A major source of errors is the blocking of GPS signals due to tunnels, buildings, trees, rocks or other obstructions near the road. These errors could be corrected using the GCPs and the overlap between the forth and back recordings. To determine the relation between the number and distribution of GCPs versus accuracy, the number of GCPs was systematically reduced from all to a spacing of 500m (Table 1).

 

Raw data

All GCPs

GCP spacing

100m

200m

500m

Z average magnitude

12.8

0.1

0.3

0.5

2.5

Z standard deviation

 

0.1

0.5

0.7

1.9

XY average magnitude

7.4

0.7

1.3

1.8

2.4

 

Table 1, Relationship between accuracy [cm] and spacing of GCPs.
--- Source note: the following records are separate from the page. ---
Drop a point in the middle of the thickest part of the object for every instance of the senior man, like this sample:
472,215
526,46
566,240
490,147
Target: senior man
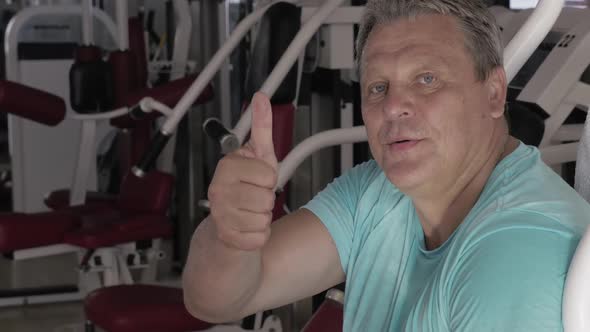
454,226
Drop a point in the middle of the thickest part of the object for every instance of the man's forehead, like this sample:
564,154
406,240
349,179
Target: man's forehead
416,41
424,30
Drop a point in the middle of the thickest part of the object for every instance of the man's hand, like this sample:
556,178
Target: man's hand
241,194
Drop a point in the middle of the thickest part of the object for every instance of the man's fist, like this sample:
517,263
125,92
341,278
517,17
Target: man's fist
241,194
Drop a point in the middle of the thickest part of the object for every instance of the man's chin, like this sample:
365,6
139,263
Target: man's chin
407,178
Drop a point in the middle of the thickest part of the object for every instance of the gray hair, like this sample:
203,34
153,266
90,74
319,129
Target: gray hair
481,32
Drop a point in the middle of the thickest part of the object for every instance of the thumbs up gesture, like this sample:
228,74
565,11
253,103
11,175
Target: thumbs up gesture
241,194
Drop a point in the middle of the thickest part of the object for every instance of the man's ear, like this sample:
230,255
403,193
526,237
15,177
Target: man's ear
496,86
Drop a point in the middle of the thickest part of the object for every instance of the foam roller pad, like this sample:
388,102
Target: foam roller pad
30,103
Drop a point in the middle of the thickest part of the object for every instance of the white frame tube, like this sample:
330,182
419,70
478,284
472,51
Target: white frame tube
87,23
530,35
122,12
182,38
13,72
287,60
314,143
212,67
25,15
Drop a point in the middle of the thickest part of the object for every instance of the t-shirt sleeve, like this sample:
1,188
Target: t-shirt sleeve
336,206
512,281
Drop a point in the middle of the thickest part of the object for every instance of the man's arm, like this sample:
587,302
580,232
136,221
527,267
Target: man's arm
223,284
238,263
512,281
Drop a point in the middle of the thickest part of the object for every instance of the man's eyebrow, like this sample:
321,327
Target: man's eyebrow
410,62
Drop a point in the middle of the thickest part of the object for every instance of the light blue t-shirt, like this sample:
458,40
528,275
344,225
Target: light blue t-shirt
503,269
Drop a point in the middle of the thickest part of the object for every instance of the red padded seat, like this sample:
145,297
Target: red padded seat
103,233
60,200
140,308
22,231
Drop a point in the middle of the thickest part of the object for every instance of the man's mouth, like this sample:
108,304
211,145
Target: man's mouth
403,145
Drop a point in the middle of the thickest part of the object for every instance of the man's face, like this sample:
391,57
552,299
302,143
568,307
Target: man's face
428,118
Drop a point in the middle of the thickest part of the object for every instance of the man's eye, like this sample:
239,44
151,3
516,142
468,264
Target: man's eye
427,79
377,88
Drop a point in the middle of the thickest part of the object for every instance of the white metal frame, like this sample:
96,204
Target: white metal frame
114,268
555,86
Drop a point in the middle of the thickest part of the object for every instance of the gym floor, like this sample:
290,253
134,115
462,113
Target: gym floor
63,317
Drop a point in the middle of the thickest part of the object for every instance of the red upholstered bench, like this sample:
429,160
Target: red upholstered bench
140,308
23,231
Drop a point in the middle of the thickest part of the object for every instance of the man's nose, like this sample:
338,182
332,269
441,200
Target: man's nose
398,104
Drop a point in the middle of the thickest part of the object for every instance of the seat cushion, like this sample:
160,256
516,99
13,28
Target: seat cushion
140,308
101,233
24,231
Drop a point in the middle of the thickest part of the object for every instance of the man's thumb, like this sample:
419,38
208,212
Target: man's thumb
261,132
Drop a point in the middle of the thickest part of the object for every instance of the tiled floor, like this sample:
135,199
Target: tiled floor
62,317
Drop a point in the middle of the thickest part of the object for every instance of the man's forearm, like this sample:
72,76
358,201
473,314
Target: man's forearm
219,281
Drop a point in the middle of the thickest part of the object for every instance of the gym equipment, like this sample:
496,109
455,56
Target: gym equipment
516,54
330,314
112,235
551,82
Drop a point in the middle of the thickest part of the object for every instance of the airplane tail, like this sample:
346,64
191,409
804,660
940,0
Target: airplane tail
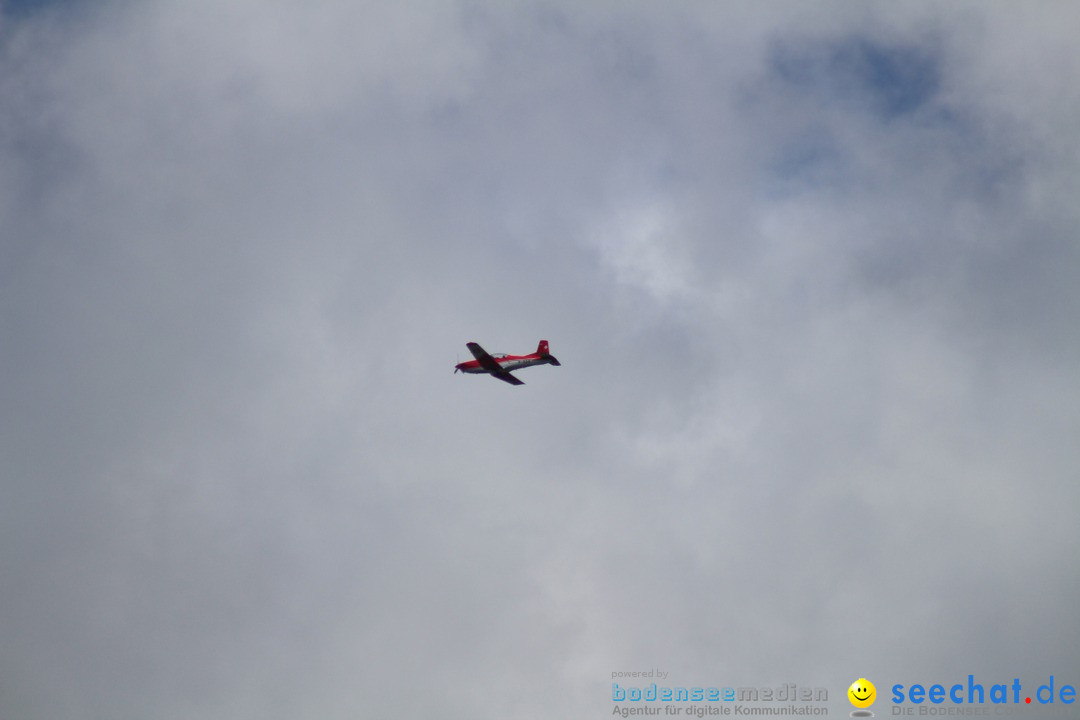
542,351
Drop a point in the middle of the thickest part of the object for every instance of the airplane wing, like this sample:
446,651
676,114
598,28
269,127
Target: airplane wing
505,377
490,364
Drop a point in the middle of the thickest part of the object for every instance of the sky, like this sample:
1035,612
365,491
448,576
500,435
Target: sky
812,271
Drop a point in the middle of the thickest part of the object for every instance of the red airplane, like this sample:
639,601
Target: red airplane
499,365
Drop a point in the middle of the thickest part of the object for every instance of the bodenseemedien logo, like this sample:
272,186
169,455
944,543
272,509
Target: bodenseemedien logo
862,693
966,697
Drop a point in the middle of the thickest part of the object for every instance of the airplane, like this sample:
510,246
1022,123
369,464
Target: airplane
499,365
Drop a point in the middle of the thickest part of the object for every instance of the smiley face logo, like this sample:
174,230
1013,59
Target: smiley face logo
862,693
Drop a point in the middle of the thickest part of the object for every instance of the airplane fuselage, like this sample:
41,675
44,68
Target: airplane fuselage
499,365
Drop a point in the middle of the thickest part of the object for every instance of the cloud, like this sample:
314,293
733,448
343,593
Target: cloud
811,277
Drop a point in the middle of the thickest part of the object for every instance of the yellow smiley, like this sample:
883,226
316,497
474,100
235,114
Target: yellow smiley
862,693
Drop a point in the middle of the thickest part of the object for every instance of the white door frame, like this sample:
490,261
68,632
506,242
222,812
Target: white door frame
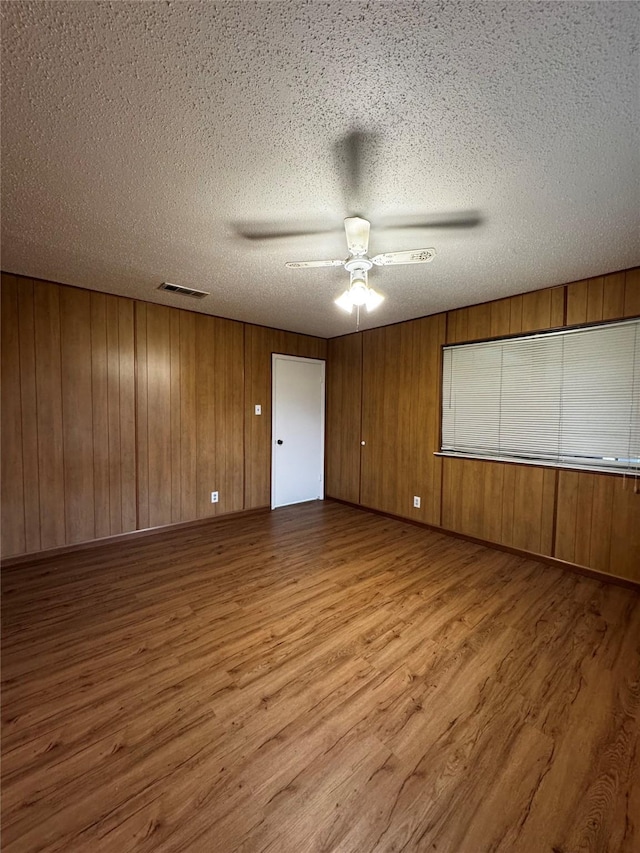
321,361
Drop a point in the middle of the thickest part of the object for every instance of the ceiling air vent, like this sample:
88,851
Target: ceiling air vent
185,291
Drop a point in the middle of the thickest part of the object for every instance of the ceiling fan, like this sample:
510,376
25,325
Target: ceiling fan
359,263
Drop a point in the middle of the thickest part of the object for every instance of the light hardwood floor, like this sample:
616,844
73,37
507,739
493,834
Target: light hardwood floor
317,679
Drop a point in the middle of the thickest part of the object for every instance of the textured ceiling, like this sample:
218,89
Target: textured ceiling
142,142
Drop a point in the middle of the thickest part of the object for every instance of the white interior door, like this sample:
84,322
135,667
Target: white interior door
297,453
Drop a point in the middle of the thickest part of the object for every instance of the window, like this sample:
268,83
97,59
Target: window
569,398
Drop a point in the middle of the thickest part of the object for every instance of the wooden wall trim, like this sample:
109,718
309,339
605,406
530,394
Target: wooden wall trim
62,550
604,577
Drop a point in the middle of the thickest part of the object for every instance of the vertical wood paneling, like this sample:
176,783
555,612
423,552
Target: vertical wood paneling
49,398
119,415
159,403
613,296
610,297
500,317
13,499
632,293
500,502
188,421
77,413
599,522
142,418
624,548
230,415
206,405
260,343
126,404
116,434
344,406
29,407
176,409
219,396
102,447
400,418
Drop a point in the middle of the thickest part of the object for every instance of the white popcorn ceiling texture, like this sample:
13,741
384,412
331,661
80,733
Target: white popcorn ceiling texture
140,140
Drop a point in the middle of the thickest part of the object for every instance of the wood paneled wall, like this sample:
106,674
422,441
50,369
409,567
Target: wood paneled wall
189,414
68,439
343,435
589,519
120,415
401,418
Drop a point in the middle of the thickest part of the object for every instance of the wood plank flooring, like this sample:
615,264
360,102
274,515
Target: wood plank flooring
317,679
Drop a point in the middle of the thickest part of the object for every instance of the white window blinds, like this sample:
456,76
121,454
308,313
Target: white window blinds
569,398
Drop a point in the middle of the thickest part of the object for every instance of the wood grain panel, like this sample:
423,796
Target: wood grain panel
609,297
142,418
260,343
500,317
50,427
206,403
344,412
219,412
599,522
229,397
77,414
528,312
124,399
103,439
632,293
159,402
175,415
188,417
400,418
501,502
613,296
29,407
13,498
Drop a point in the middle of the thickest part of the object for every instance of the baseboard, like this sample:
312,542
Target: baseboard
61,550
519,552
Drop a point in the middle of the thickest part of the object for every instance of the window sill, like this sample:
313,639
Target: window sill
594,468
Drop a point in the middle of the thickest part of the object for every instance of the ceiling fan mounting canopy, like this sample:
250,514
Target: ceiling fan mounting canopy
359,263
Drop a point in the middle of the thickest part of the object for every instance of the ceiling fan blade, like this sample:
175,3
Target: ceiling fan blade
357,231
462,219
276,230
415,256
298,264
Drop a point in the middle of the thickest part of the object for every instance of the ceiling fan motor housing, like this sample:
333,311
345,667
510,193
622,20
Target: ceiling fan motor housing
358,265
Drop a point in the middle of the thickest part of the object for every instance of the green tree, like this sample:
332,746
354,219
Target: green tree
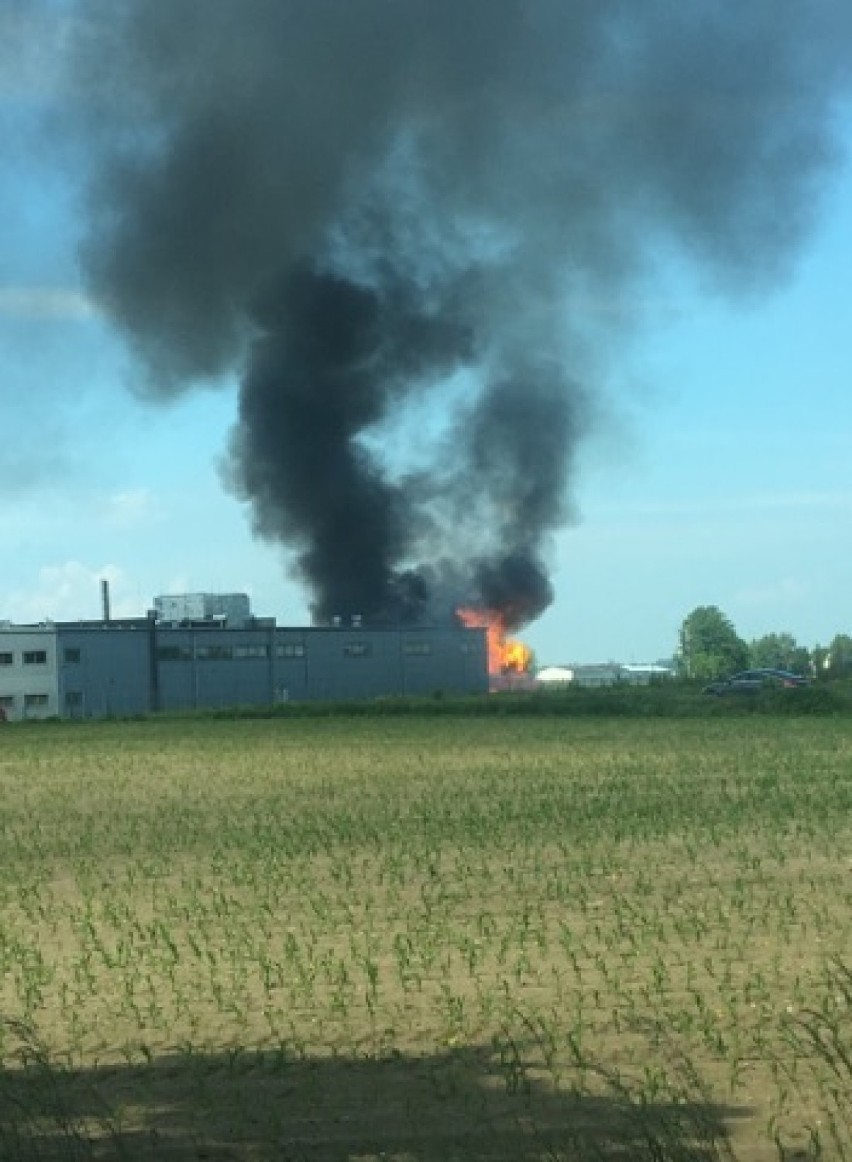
709,646
779,651
839,657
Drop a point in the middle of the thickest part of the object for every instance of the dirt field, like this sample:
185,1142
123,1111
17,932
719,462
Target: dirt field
427,939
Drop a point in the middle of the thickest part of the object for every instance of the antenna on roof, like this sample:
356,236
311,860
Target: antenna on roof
105,599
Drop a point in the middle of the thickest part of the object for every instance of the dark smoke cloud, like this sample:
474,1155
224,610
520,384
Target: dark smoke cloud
367,202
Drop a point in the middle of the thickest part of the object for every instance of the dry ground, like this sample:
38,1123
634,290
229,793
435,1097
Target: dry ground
422,939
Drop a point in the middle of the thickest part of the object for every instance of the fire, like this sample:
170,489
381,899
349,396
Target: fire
506,655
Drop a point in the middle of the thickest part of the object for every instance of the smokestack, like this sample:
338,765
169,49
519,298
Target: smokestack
410,228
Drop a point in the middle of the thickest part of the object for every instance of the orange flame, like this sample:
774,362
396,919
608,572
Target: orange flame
506,654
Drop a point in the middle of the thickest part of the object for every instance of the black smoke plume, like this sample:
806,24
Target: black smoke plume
398,216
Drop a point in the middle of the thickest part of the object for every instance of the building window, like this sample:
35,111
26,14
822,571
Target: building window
214,653
251,651
291,650
357,650
417,648
174,653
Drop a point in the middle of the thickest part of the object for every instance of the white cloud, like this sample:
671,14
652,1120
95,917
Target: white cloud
71,592
131,509
44,302
31,41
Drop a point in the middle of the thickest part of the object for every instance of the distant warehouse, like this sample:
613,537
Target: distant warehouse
208,651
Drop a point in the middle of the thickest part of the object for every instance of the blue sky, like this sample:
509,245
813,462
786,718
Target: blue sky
722,473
A GCP spacing of 100 to 200 metres provides good accuracy, but with coarser spacing the accuracy diminishes quickly due to the non-linearity of the drift of the raw trajectory positioning. For high-accuracy work, the spacing should not exceed 50m for elevation and about 250m for planar coordinates. In addition, the elevation of the GCPs should be measured using a levelling instrument to obtain high accuracy.

Road Surface

After matching the overlap between the forth and back recordings, all non-road points were removed automatically. Orthoimagery with 1cm ground sample distance (GSD) was generated to support detection of road damage and previous repair work (Figure 1). Centre and edge lines and road edges were then digitised manually from the combined laser data and orthoimagery resulting in an accurate vector dataset. The centre and edge lines were used to create a surface model which enabled the extraction from the laser data of ruts and potholes with a depth of at least 2cm. The vertical distance between the heights of inner and outer edges of the pavement (super-elevation) was visualised by across-road arrows and the gradients of the slope (Figure 2). Figure 3 shows seven classes of local slope gradients: red indicates smaller than 1%, orange 1% to 2%, yellow 2% to 3%, yellow-green 3% to 4%, green 4% to 5%, blue-green 5% to 6% and blue larger than 6%. Areas with high gradients will disturb driving conditions but will also have quick water run-off, while the water will remain on flat areas for longer.

Road Repair

The survey revealed an urgent need for renewing the asphalt. Road-design software is not well equipped for processing massive point clouds. Therefore the original 3D model was thinned and used for creating a new design surface which was imported into a machine control system and used for resurfacing the road. In addition, the data allowed an accurate estimation of the amount of materials needed for the surface renewal activities.

Concluding Remarks

Future solutions may include line-of-sight analysis (Figure 4), calculation of road-surface roughness and cross sections, automatic vectorisation of paint markings and road break lines and detection of objects in the vicinity of the road.

Acknowledgement

Thanks are due to Kjell Tuominen and Arttu Soininen of Terrasolid Ltd, and Manu Marttinen of NCC Roads Ltd.

Further Reading

www.terrasolid.com/download/presentations/2012/mobile_accuracy_and_control.pdf

Figure Captions

Figure 1, Potholes, ruts and other deformations with a depth of at least 2cm are shown in blue.

Figure 2, Super-elevation: the blue line marks the location of the road section (bottom)

Figure 3, Centre and edge lines are shown in white and local slope gradients shown as classes.

Figure 4, Objects blocking sight (orange); red numbers indicate the distances to an obstruction for which a driver will be unable to stop in time when driving at a speed of 100km/h.